> How is it "self-hosted" if it's "remote streaming?" And if you're hosting it, you can throttle any outgoing traffic you want. Right?
You host the plex service with your media library. Plex allows you to stream without opening up your firewall to others. Not sure now it works exactly because I never hosted it myself.
> Plex allows you to stream without opening up your firewall to others.
It relies on their hosted services/infrastructure. I avoid Plex for that reason. I just host my media with nginx + indexing enabled. Wireguard for creating the tunnel between the server-client and Kodi as the frontend to view the media (you can add an indexed http server as a media source).
Works great, no transcoding like Plex, but that's less of an issue nowadays when hardware accelerated decoders are common for h264 & h265.
> It relies on their hosted services/infrastructure.

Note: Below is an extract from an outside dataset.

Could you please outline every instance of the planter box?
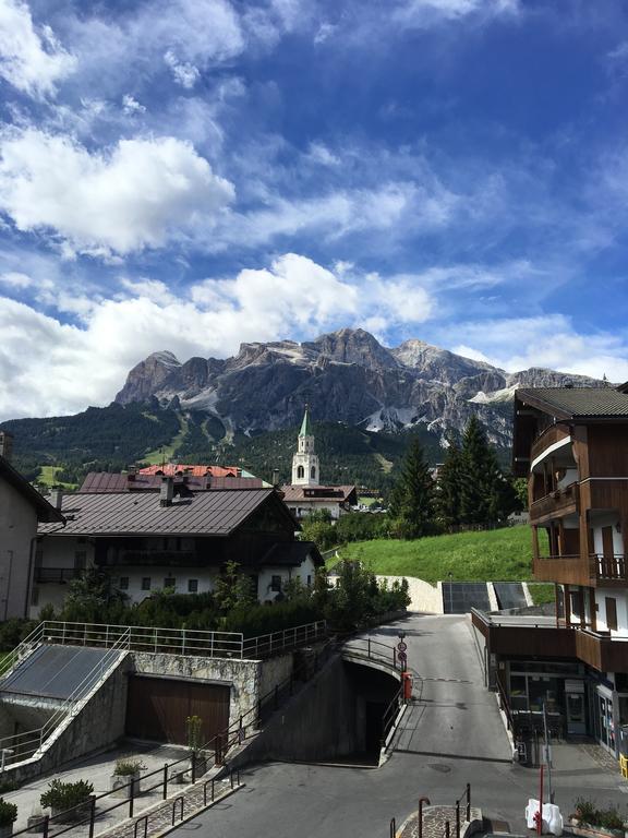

Only if you want it to. Your local Plex server is always available on port 32400 - which can be opened up for others as well. But using Plex’s authentication is more convenient, of course.
Yeah, I was specifically talking about the "firewall" bypassing the parent mentioned (most likely combined with NAT punch-through as well). You could of course use Plex without that and use wireguard (or just make it available to the internet) and not rely on their infra.
Im confused. There are two different streaming things on Plex. They support streaming inside the plex app of content from the usual streaming services, much like Apple TV or your TV’s built in media manager. They also support streaming your collection across the internet to wherever you are. Which is now behind a paywall?
I don't use Plex anymore, but not long before I cancelled my account they starting charging to access someone's library that had been shared with you if the sharing party did not have Plex pass, or something to that effect.
You host the plex service with your media library. Plex allows you to stream without opening up your firewall to others. Not sure now it works exactly because I never hosted it myself.